Lily pulled a face. “Probably not. Almost certainly not. But that still doesn't justify killing him.”

“Sometimes people dig their own graves, Lily.”

“Yes, well . . .” she said. She got into the driver's seat and started the engine. George stepped back. As he did so, she saw something in his face that gave her a tingling sensation in her hands. A momentary narrowing of his jaw, a smile that seemed to bare his teeth, and a stare that had no expression at all, the way an animal stares. But then he lifted his hand to wave, and he looked perfectly ordinary.

She watched him in her rearview mirror as she drove back up the rise. He didn't change. He didn't go down on all fours.
You're spooking yourself. You're letting your imagination run off with your sanity.
But all the same, the Wendigo was still out looking for Jeff and Tasha and Sammy, and now she knew that she had no way of stopping it.

That evening, Bennie came around with a large bunch of lilies wrapped in cellophane. He smelled strongly of Aramis aftershave. “I thought you might appreciate some company.”

“That's very sweet of you, Bennie, but I'm okay. I'm probably going to have an early night tonight.”

“Have you eaten?” he asked her, taking off his hat. “You should eat, you know. I thought we could go to Café Twenty-Eight for some of that crawfish tortellini.”

“Sorry, Bennie. I think I'll pass.”

Bennie rocked from one foot to the other, like a small boy who wanted to go to the bathroom but was too embarrassed to ask.

“Okay, then,” he said. “But I still think you need to keep your strength up.”
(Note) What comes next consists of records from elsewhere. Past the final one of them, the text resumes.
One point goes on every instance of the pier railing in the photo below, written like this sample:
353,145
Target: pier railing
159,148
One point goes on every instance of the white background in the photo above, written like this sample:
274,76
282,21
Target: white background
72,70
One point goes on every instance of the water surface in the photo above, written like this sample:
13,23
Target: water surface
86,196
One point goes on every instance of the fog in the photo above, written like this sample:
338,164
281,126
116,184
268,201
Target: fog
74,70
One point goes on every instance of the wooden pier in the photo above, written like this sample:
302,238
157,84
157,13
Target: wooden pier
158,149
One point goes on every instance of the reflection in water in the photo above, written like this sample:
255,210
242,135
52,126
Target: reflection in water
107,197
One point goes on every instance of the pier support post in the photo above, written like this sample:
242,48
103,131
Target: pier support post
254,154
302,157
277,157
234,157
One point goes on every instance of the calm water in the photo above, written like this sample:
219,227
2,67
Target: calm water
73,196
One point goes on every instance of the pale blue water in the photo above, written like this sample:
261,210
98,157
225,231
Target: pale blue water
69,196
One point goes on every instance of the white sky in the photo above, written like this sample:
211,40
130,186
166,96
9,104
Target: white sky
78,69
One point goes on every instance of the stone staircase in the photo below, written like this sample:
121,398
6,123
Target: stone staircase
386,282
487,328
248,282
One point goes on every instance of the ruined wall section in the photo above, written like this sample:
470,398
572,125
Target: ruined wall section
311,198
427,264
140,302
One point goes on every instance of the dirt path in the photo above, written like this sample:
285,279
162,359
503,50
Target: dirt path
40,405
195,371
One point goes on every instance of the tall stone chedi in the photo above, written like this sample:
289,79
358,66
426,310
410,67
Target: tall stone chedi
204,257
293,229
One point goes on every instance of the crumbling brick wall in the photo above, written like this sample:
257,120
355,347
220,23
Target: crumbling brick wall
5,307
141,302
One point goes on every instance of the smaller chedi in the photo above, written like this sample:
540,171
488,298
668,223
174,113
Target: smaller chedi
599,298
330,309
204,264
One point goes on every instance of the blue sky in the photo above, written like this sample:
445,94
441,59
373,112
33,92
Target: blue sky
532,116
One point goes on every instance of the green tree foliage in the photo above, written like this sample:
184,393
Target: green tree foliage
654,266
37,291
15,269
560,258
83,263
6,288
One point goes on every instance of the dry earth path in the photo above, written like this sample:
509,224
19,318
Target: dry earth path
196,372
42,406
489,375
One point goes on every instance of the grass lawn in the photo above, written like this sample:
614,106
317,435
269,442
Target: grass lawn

“Don't worry. I'll probably have a sandwich before I turn in. And, look, thanks for the flowers. They're gorgeous.”

Bennie retrieved his hat. He cleared his throat, and sniffed. “There's something I need to ask you,” he said.

“What's that, Bennie?”

“I know this is kind of premature. I mean you haven't got Tasha and Sammy back yet. But I'm sure you will.”

“I'm praying I will, Bennie.”

“Well, me too, Lil. Me too. With all of my heart. But what I need to ask you is: do you think there's any place for me in your affections? I mean, do you think there's any possibility of you and me being more than just friends?”

Lily could hardly believe that she had heard him right. She had survived a murderous attempt to burn her alive, her children had been missing for over three months, and still were, and he wanted to know if they could conceivably be lovers.

She was about to snap that he was totally unbelievable, and to get out of her house, and that she wouldn't go back to work for Concord if it was the last real-estate agency on the planet; but then she thought:
Mystery Lake. If I don't get that spit of land at Mystery Lake, I won't be able to pay George for the Wendigo
—and, as George had made clear, a deal is a deal.

She gave Bennie a tight, puckered smile. “Let's just wait and see, Bennie, shall we? Until I get Tasha and Sammy back—well, it's hard to make plans.”

“I just wanted you to know that I really care for you,” said Bennie. “Whatever you want, whenever you want it—you know where I am.”

“Yes, Bennie. I do. That's very kind of you.”

He gave her a clumsy kiss. “I'll talk to you tomorrow, okay?”